Oxopiperazine derivatives peptidomimetics as potential inhibitors of PEX14 and PEX5 protein interactions

Project Title
Peptydomimetyki pochodne oksopiperazyny jako potencjalne inhibitory interakcji białek PEX14 i PEX5.
Financing Institution
Lead
dr hab. Maciej Filip Dawidowski
Project Objective

Parasites of the genus Trypanosoma have a unique cell physiology as they carry out important glycolytic and peroxisomal processes in one organelle, the glycosome. Since glycosomes do not contain genetic information, all enzymes active in this compartment must be delivered there post-translationally. A group of enzymes called peroxins (small peroxisomal proteins, PEX #) govern this transport. Of these, PEX5 and PEX14 play an important role in this biochemical pathway because complex formation between them is necessary for the import of proteins from the cellular matrix into the glycosome. For this reason, it is postulated that preventing the formation of this complex, e.g. by means of a small-molecule drug-like substance, could be an interesting strategy to fight diseases caused by Trypanosoma, as well as a method of studying biochemical processes taking place in glycosomes. Interprotein interactions are among the most difficult molecular targets. As with many other protein interactions, the interaction of PEX14 with PEX5 is predominantly hydrophobic and aromatic in nature, with only two shallow, exposed binding pockets located over a large contact area.

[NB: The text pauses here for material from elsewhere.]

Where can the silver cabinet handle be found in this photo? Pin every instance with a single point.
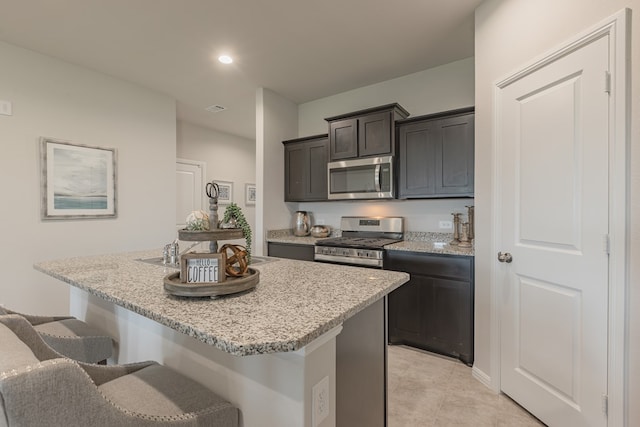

As a result, to be able to compete for binding sites on the PEX14 surface, a "conventional" "drug-like" chemical molecule would need to be strictly lipophilic in nature. This, in turn, implies difficulties in keeping the pharmacochemical parameters within the desired ranges. Therefore, there is a need to look for alternative strategies to inhibit this difficult molecular target, other than "classic" small molecule chemicals. The aim of this project is to try to use alpha helix mimetics, oxopiperazine derivatives, as new inhibitors of PEX14 and PEX5 protein interactions with high antiparasitic efficacy and appropriate pharmacochemical properties. A multidisciplinary approach to achieving this goal will be based on research methods such as chemical synthesis, computer-based ligand design based on protein structure, as well as biophysical and cellular assays. Lessons learned from these studies may be important not only for the design of future potential drugs against tropical diseases, but also for a better understanding of the biochemical processes involved in glycosomes.